Ao longo de anos, uma certa opinião, dita e projectada, como especializada na área económica e financeira, tem contribuído para o endeusamento do sistema reinante e das personagens de maior relevo do sector financeiro. Não é surpresa que tal aconteça, se olharmos com atenção para o percurso de muitos desses “especialistas”, verificamos que uma grande parte não resistiu à tentação de ocupar cargos bem remunerados nas diversas áreas do poder e nos sectores públicos e privados da economia e da finança.

Perante tais comportamentos, não é de admirar que haja quem, por esse mundo fora, os inclua na lista de responsáveis e coniventes da catastrófica situação em que o sistema está mergulhado, pese embora, demonstrarem uma notável capacidade de adaptação, saltando da carruagem e metamorfoseando-se em críticos do que antes defendiam. São os trapaceiros do costume, a “darem às de Vila Diogo”!

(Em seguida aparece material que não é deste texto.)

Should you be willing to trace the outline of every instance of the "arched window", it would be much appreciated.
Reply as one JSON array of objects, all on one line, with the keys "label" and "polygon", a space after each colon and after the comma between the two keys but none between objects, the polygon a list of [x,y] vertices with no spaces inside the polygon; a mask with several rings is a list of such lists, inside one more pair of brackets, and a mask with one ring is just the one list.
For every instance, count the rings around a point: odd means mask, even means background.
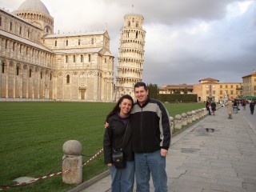
[{"label": "arched window", "polygon": [[4,63],[2,64],[2,74],[5,73],[5,64]]},{"label": "arched window", "polygon": [[13,30],[13,22],[10,22],[10,31]]},{"label": "arched window", "polygon": [[19,26],[19,34],[22,34],[22,27]]},{"label": "arched window", "polygon": [[19,68],[18,66],[16,67],[16,75],[18,76],[19,74]]},{"label": "arched window", "polygon": [[70,84],[70,76],[68,74],[66,75],[66,84]]}]

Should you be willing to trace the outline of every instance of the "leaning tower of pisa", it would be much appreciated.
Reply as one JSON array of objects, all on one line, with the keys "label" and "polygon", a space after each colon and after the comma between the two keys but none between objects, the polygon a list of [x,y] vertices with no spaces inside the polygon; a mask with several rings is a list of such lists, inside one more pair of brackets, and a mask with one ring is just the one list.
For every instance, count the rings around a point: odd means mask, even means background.
[{"label": "leaning tower of pisa", "polygon": [[114,88],[116,101],[126,94],[134,98],[134,86],[142,79],[146,34],[143,21],[140,14],[128,14],[124,17]]}]

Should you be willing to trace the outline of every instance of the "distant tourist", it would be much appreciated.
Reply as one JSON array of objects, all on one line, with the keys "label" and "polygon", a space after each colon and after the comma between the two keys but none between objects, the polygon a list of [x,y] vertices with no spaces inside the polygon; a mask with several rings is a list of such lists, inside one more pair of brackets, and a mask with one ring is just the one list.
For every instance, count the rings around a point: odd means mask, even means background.
[{"label": "distant tourist", "polygon": [[215,115],[216,111],[216,102],[214,101],[212,101],[210,103],[211,110],[213,111],[213,115]]},{"label": "distant tourist", "polygon": [[251,102],[250,103],[250,110],[251,114],[254,114],[254,106],[255,106],[255,101],[251,101]]},{"label": "distant tourist", "polygon": [[246,100],[242,101],[242,106],[243,110],[246,110]]},{"label": "distant tourist", "polygon": [[234,106],[233,102],[231,101],[231,99],[229,99],[229,101],[226,103],[226,108],[227,108],[227,113],[229,114],[228,118],[230,119],[232,119],[233,106]]}]

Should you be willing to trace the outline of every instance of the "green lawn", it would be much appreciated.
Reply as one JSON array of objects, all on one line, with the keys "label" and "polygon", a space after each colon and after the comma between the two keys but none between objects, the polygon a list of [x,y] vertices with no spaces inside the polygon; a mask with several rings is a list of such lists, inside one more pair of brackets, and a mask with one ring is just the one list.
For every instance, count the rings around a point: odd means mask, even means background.
[{"label": "green lawn", "polygon": [[[62,145],[78,140],[83,162],[102,148],[104,122],[114,103],[0,102],[0,185],[19,177],[62,171]],[[165,103],[171,116],[204,107],[201,103]],[[59,164],[60,163],[60,164]],[[58,165],[59,164],[59,165]],[[83,181],[107,170],[100,155],[83,167]],[[62,175],[6,191],[67,191]]]}]

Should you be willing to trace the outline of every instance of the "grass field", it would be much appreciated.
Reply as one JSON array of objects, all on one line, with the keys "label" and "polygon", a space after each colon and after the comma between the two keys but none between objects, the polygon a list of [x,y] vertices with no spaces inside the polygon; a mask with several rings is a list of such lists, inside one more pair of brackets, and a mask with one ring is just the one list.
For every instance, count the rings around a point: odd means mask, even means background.
[{"label": "grass field", "polygon": [[[83,162],[102,148],[104,121],[114,103],[0,102],[0,185],[19,177],[38,178],[62,171],[62,145],[78,140]],[[165,103],[170,114],[204,107],[203,103]],[[55,169],[56,168],[56,169]],[[55,169],[55,170],[54,170]],[[83,167],[83,181],[107,170],[100,155]],[[67,191],[62,175],[6,191]]]}]

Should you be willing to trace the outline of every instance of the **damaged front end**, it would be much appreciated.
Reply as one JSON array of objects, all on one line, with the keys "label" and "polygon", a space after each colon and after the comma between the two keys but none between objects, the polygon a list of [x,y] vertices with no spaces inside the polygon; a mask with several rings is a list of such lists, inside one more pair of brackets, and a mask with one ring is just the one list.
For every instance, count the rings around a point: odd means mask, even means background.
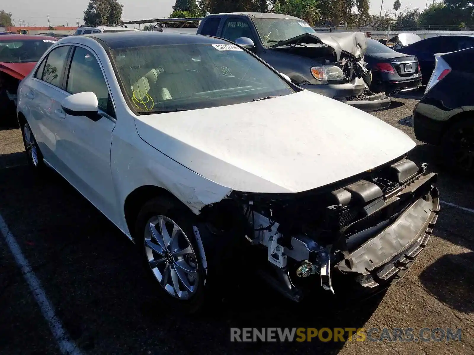
[{"label": "damaged front end", "polygon": [[259,272],[287,297],[315,285],[337,293],[335,277],[373,292],[400,279],[429,238],[439,199],[426,169],[403,158],[305,193],[229,198]]},{"label": "damaged front end", "polygon": [[[373,93],[369,89],[372,73],[364,60],[366,44],[363,33],[307,33],[269,49],[313,61],[309,80],[304,79],[305,75],[293,76],[293,80],[303,89],[367,112],[390,105],[391,99],[385,93]],[[279,67],[277,64],[279,70],[285,71]],[[291,71],[291,68],[288,70]]]}]

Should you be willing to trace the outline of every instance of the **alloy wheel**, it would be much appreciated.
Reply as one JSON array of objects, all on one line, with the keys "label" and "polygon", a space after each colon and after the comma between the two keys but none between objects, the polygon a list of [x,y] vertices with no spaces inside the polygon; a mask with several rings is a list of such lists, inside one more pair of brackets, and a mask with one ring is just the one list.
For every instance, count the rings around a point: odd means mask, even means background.
[{"label": "alloy wheel", "polygon": [[25,139],[25,146],[27,154],[35,167],[38,166],[38,146],[35,137],[27,123],[23,126],[23,137]]},{"label": "alloy wheel", "polygon": [[450,140],[456,165],[462,170],[474,171],[474,126],[459,127]]},{"label": "alloy wheel", "polygon": [[145,231],[148,264],[155,278],[170,295],[187,300],[199,281],[196,253],[186,233],[164,216],[150,218]]}]

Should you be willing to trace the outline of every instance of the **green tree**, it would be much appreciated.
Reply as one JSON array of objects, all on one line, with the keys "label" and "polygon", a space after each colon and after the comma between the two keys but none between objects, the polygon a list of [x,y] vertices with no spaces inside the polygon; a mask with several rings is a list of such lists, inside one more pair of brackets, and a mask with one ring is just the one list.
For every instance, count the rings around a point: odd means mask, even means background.
[{"label": "green tree", "polygon": [[[350,26],[368,21],[369,0],[322,0],[320,9],[322,11],[321,18],[328,23],[339,25],[347,22]],[[352,14],[353,9],[357,14]]]},{"label": "green tree", "polygon": [[393,2],[393,9],[395,10],[395,19],[397,19],[397,11],[400,9],[401,7],[401,3],[400,0],[395,0]]},{"label": "green tree", "polygon": [[0,10],[0,26],[2,27],[9,27],[12,25],[11,13],[5,12],[3,10]]},{"label": "green tree", "polygon": [[290,15],[302,18],[310,26],[319,20],[322,13],[317,6],[320,0],[276,0],[275,12]]},{"label": "green tree", "polygon": [[444,3],[431,4],[419,15],[418,23],[427,29],[457,29],[462,23],[459,13],[448,8]]},{"label": "green tree", "polygon": [[418,25],[418,19],[420,14],[419,9],[417,8],[410,10],[406,8],[403,12],[401,12],[398,15],[397,23],[392,27],[395,31],[416,31],[419,29]]},{"label": "green tree", "polygon": [[84,23],[92,26],[118,25],[123,9],[117,0],[90,0],[84,11]]},{"label": "green tree", "polygon": [[188,11],[191,14],[191,17],[197,17],[201,12],[196,0],[176,0],[173,6],[173,12],[177,11]]}]

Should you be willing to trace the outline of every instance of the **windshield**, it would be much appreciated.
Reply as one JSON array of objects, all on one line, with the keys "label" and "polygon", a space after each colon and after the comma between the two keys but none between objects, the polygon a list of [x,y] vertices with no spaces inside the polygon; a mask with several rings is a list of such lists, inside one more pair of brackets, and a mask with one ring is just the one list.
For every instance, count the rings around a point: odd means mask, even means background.
[{"label": "windshield", "polygon": [[258,35],[265,47],[305,33],[316,33],[303,20],[291,18],[254,18]]},{"label": "windshield", "polygon": [[37,62],[46,50],[56,41],[26,39],[0,41],[0,62],[4,63],[27,63]]},{"label": "windshield", "polygon": [[138,113],[223,106],[294,92],[263,63],[234,44],[155,45],[111,51]]},{"label": "windshield", "polygon": [[376,54],[379,53],[394,53],[395,51],[389,48],[385,44],[382,44],[378,41],[372,38],[366,38],[367,51],[365,53],[368,54]]}]

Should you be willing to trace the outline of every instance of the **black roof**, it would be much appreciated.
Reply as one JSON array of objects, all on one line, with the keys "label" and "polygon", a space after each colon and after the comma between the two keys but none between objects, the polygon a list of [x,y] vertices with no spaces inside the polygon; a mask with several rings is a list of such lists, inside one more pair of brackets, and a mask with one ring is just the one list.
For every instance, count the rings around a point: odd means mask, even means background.
[{"label": "black roof", "polygon": [[82,35],[104,43],[111,50],[149,45],[191,44],[228,44],[223,39],[200,35],[156,32],[126,32]]}]

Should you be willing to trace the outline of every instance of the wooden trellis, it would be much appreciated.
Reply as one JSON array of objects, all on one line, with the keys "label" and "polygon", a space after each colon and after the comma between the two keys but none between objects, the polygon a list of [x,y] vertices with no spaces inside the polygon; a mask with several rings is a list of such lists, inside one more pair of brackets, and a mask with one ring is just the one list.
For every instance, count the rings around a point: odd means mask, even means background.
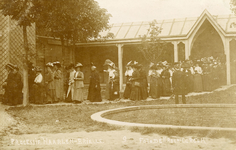
[{"label": "wooden trellis", "polygon": [[[35,62],[35,25],[27,28],[27,35],[29,43],[29,60]],[[24,57],[22,27],[18,26],[16,21],[0,14],[0,94],[3,93],[2,84],[7,78],[5,65],[8,63],[17,65],[22,73]]]}]

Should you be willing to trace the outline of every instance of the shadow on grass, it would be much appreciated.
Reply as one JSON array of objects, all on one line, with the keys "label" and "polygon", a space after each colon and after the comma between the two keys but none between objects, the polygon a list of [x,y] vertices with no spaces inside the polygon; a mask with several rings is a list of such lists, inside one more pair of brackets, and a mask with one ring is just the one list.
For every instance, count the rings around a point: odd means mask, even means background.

A semana passada interrogámos se a solução para “salvar” o Lehman, passava por mais uma nacionalização do governo dos EUA, a exemplo das realizadas com o Freddie Mac e o Fannie Mae. Não foi o que aconteceu, o governo de Bush optou por deixar cair a hipótese e o caminho foi a falência do quarto maior banco dos EUA, com a desculpa do sistema ter que se regenerar a si próprio! Mas, como o “mundo é um manicómio” e está sempre pregar partidas…pimba, apareceu mais um caso. E que caso! Era só, a maior seguradora do mundo, a AIG, com clientes em Portugal, principalmente títulos de reforma. Como afinal, o sistema não se regenera nem se regula a si próprio, como já vão admitindo…não restou outra alternativa, o governo dos EUA, via Reserva Federal, nacionalizou a AIG por 85 mil milhões de dólares, aumentando a factura que os cidadãos americanos vão ter que pagar. Mais, a Merrill Linch é salva da extinção pelo Bank of América. Enquanto o BCE, a Fed e os bancos centrais do Canadá, Japão, Inglaterra e Suíça injectavam cerca de 180 mil milhões de dólares, assistia-se a várias concentrações de bancos, com o Lloyds a anunciar a compra do banco HBOS. 

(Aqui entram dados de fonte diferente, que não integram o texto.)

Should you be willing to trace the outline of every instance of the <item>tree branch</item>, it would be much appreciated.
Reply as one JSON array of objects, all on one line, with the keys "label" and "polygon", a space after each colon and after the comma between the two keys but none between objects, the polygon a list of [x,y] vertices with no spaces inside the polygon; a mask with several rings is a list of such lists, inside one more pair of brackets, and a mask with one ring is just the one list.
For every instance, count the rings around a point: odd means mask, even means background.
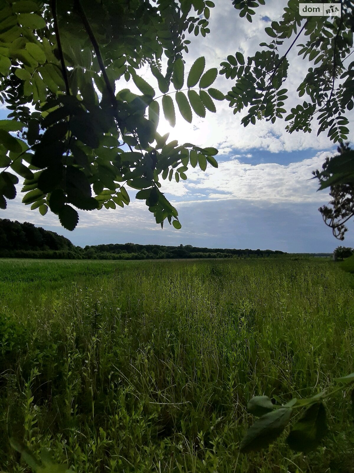
[{"label": "tree branch", "polygon": [[53,15],[53,19],[54,23],[54,31],[55,32],[55,39],[57,40],[58,44],[58,50],[59,52],[59,56],[60,58],[60,63],[61,64],[61,70],[63,73],[64,81],[65,83],[65,88],[67,91],[67,95],[70,95],[70,88],[69,87],[69,81],[67,79],[67,68],[65,66],[65,61],[64,59],[64,54],[63,54],[63,48],[61,47],[61,42],[60,41],[60,36],[59,34],[59,27],[58,24],[58,17],[57,16],[57,0],[51,0],[51,13]]},{"label": "tree branch", "polygon": [[334,45],[333,45],[333,70],[332,73],[332,89],[331,90],[331,93],[329,94],[329,98],[327,101],[327,103],[326,106],[328,106],[330,105],[331,99],[332,98],[332,96],[333,95],[333,91],[334,90],[334,81],[336,79],[336,68],[337,67],[337,64],[336,63],[336,48],[337,47],[337,41],[338,41],[338,37],[339,35],[339,33],[342,30],[342,26],[343,24],[343,6],[342,5],[342,1],[341,0],[340,2],[340,22],[339,23],[339,26],[338,27],[338,31],[337,31],[337,34],[336,35],[336,37],[334,38]]},{"label": "tree branch", "polygon": [[287,51],[287,52],[285,53],[285,54],[284,55],[284,56],[283,56],[282,57],[282,58],[280,59],[280,60],[279,61],[279,62],[278,62],[278,63],[276,66],[275,68],[274,69],[274,70],[273,71],[273,73],[272,73],[271,76],[270,76],[270,78],[268,80],[268,83],[269,84],[271,84],[271,81],[273,80],[273,78],[275,75],[275,73],[277,72],[277,71],[279,69],[279,67],[280,67],[280,66],[282,62],[284,60],[284,59],[286,58],[287,56],[287,55],[288,53],[289,52],[289,51],[290,51],[290,50],[291,49],[291,48],[294,46],[294,44],[295,44],[295,42],[297,40],[297,39],[298,38],[299,36],[301,34],[301,33],[303,32],[303,30],[304,28],[305,27],[305,26],[306,26],[306,25],[307,24],[307,23],[308,22],[309,22],[309,20],[308,19],[307,19],[306,20],[306,22],[305,23],[305,24],[303,25],[303,27],[301,28],[301,29],[300,30],[300,31],[299,32],[299,33],[297,35],[297,36],[296,36],[296,38],[295,38],[295,39],[294,39],[294,40],[293,41],[293,42],[290,44],[290,46],[288,48],[288,50]]}]

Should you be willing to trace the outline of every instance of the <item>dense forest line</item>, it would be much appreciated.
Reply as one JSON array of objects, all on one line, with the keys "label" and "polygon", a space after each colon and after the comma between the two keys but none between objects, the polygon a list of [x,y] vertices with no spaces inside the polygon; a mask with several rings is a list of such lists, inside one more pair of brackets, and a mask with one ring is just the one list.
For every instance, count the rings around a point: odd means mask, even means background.
[{"label": "dense forest line", "polygon": [[[65,259],[141,260],[264,258],[287,254],[271,250],[198,248],[134,243],[76,246],[67,238],[33,223],[0,219],[0,257]],[[317,256],[328,256],[319,253]]]}]

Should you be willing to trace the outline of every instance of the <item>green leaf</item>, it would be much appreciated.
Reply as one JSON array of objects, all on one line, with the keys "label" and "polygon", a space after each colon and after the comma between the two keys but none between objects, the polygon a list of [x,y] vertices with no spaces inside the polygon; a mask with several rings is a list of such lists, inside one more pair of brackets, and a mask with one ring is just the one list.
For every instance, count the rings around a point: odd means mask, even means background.
[{"label": "green leaf", "polygon": [[38,44],[26,43],[25,49],[39,64],[44,64],[47,61],[44,52]]},{"label": "green leaf", "polygon": [[127,205],[130,201],[130,199],[128,195],[128,193],[126,192],[124,187],[122,187],[120,188],[120,193],[122,194],[122,197],[125,202],[125,203],[126,203]]},{"label": "green leaf", "polygon": [[187,97],[183,92],[176,92],[176,101],[182,116],[188,123],[192,123],[192,110]]},{"label": "green leaf", "polygon": [[159,124],[160,113],[160,106],[159,102],[153,100],[149,105],[149,120],[154,124],[155,131]]},{"label": "green leaf", "polygon": [[30,80],[31,74],[28,70],[25,69],[22,69],[20,67],[16,68],[15,71],[15,75],[21,79],[21,80]]},{"label": "green leaf", "polygon": [[135,195],[135,199],[138,199],[143,201],[146,200],[150,196],[151,191],[151,188],[143,189],[142,190],[136,193],[136,195]]},{"label": "green leaf", "polygon": [[199,153],[198,155],[198,162],[199,164],[199,167],[202,171],[205,171],[207,166],[206,158],[203,154]]},{"label": "green leaf", "polygon": [[41,215],[44,216],[48,211],[48,205],[46,205],[45,204],[42,204],[42,205],[40,205],[38,207],[38,210]]},{"label": "green leaf", "polygon": [[176,114],[173,100],[169,95],[162,97],[162,109],[165,118],[172,127],[176,125]]},{"label": "green leaf", "polygon": [[292,410],[282,408],[257,420],[246,433],[240,446],[241,453],[264,448],[279,437],[290,420]]},{"label": "green leaf", "polygon": [[11,165],[11,168],[19,175],[25,179],[33,179],[33,173],[27,166],[23,164],[20,159],[15,159]]},{"label": "green leaf", "polygon": [[153,75],[157,79],[159,88],[163,94],[166,94],[169,88],[167,81],[156,66],[152,65],[150,67]]},{"label": "green leaf", "polygon": [[56,189],[51,193],[49,207],[53,213],[59,214],[60,209],[64,207],[66,199],[64,191],[61,189]]},{"label": "green leaf", "polygon": [[0,129],[0,143],[9,151],[15,153],[21,153],[22,151],[22,148],[16,138],[2,129]]},{"label": "green leaf", "polygon": [[34,189],[25,194],[22,199],[22,203],[28,205],[29,204],[33,204],[34,202],[36,202],[40,199],[42,199],[44,196],[44,194],[40,189]]},{"label": "green leaf", "polygon": [[[16,181],[15,179],[17,180]],[[13,174],[3,171],[0,173],[0,194],[11,200],[16,197],[16,188],[14,184],[18,182],[18,179]]]},{"label": "green leaf", "polygon": [[24,126],[25,126],[24,123],[16,120],[0,120],[0,129],[7,131],[18,131]]},{"label": "green leaf", "polygon": [[97,148],[100,146],[99,138],[95,127],[87,115],[88,114],[73,117],[70,122],[70,129],[73,134],[84,144],[91,148]]},{"label": "green leaf", "polygon": [[134,83],[142,93],[144,95],[148,95],[152,97],[155,96],[155,90],[144,79],[136,74],[134,74],[132,77]]},{"label": "green leaf", "polygon": [[343,383],[344,384],[354,383],[354,373],[351,373],[350,375],[343,376],[341,378],[335,378],[333,381],[337,383]]},{"label": "green leaf", "polygon": [[20,25],[30,29],[42,29],[47,26],[44,18],[35,13],[19,13],[17,16]]},{"label": "green leaf", "polygon": [[79,214],[75,209],[67,204],[60,209],[58,216],[62,226],[70,231],[74,230],[79,221]]},{"label": "green leaf", "polygon": [[211,86],[218,76],[218,70],[216,67],[209,69],[204,72],[199,81],[199,88],[206,88]]},{"label": "green leaf", "polygon": [[212,156],[206,156],[205,157],[208,162],[210,164],[211,164],[213,167],[219,167],[216,159],[213,158]]},{"label": "green leaf", "polygon": [[205,116],[205,107],[198,94],[195,90],[188,91],[188,98],[191,103],[191,105],[195,113],[200,117],[203,118]]},{"label": "green leaf", "polygon": [[14,13],[30,13],[38,9],[38,5],[31,0],[18,0],[13,3],[12,11]]},{"label": "green leaf", "polygon": [[59,184],[63,177],[64,167],[55,166],[48,167],[41,173],[38,178],[38,189],[44,193],[51,192]]},{"label": "green leaf", "polygon": [[181,89],[183,87],[185,82],[185,64],[180,58],[176,60],[173,65],[172,82],[175,88],[177,90]]},{"label": "green leaf", "polygon": [[223,100],[225,98],[222,92],[217,89],[213,88],[212,87],[208,89],[208,92],[209,93],[209,95],[211,95],[213,98],[215,98],[216,100]]},{"label": "green leaf", "polygon": [[11,67],[11,61],[6,56],[0,55],[0,73],[6,77]]},{"label": "green leaf", "polygon": [[320,445],[327,430],[324,406],[313,404],[292,427],[287,443],[292,450],[307,453]]},{"label": "green leaf", "polygon": [[189,161],[192,167],[195,167],[198,164],[198,153],[194,149],[189,152]]},{"label": "green leaf", "polygon": [[[237,66],[237,61],[236,61],[236,58],[235,56],[233,56],[232,54],[229,54],[227,59],[231,65],[231,66]],[[229,66],[228,66],[230,67]]]},{"label": "green leaf", "polygon": [[198,83],[205,67],[205,58],[203,56],[196,59],[191,68],[187,78],[187,87],[188,88],[194,87]]},{"label": "green leaf", "polygon": [[204,154],[207,155],[208,156],[214,156],[214,155],[218,154],[219,151],[216,148],[210,147],[203,148],[203,152]]},{"label": "green leaf", "polygon": [[11,164],[11,160],[6,154],[0,155],[0,167],[7,167]]},{"label": "green leaf", "polygon": [[4,197],[3,195],[0,194],[0,209],[2,209],[3,210],[5,210],[7,207],[7,203],[6,202],[6,199]]},{"label": "green leaf", "polygon": [[270,36],[271,38],[277,37],[277,34],[273,31],[273,28],[271,28],[270,26],[267,26],[267,28],[265,28],[264,31],[268,36]]},{"label": "green leaf", "polygon": [[205,107],[208,110],[212,112],[213,113],[215,113],[216,112],[216,108],[215,108],[214,102],[210,98],[209,94],[206,92],[205,90],[200,90],[199,96]]},{"label": "green leaf", "polygon": [[30,467],[34,472],[37,472],[40,466],[38,463],[32,456],[27,447],[20,444],[19,442],[11,437],[9,439],[10,445],[17,451],[21,454],[21,458]]},{"label": "green leaf", "polygon": [[274,410],[274,406],[268,396],[254,396],[248,402],[247,410],[258,417]]}]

Já há quem exija a responsabilização dos gestores (até que enfim), pela acção delirante e aventureira como lidaram com o dinheiro dos outros e pelo estado calamitoso em que deixaram as instituições que dirigiam.

Claro, que o resultado dos imaginativos inventores do que, eufemísticamente, chamam “produtos financeiros”, realizando dinheiro com dinheiro dos outros, nada produzindo, transformando numa “lotaria” de alto risco, as economias e o futuro de muitos cidadãos, tinha, mais tarde ou mais cedo, que dar nos desastrosos resultados que atolaram as instituições, a economia de muitos países e milhões de pessoas.

O que muitos desconhecem é que os gestores destas máquinas infernais aplicam um sistema de prémios, consoante os lucros, embolsando além dos fabulosos salários, bónus milionários, correndo altos riscos em complexas engenharias financeiras para aumentar os seus próprios proveitos…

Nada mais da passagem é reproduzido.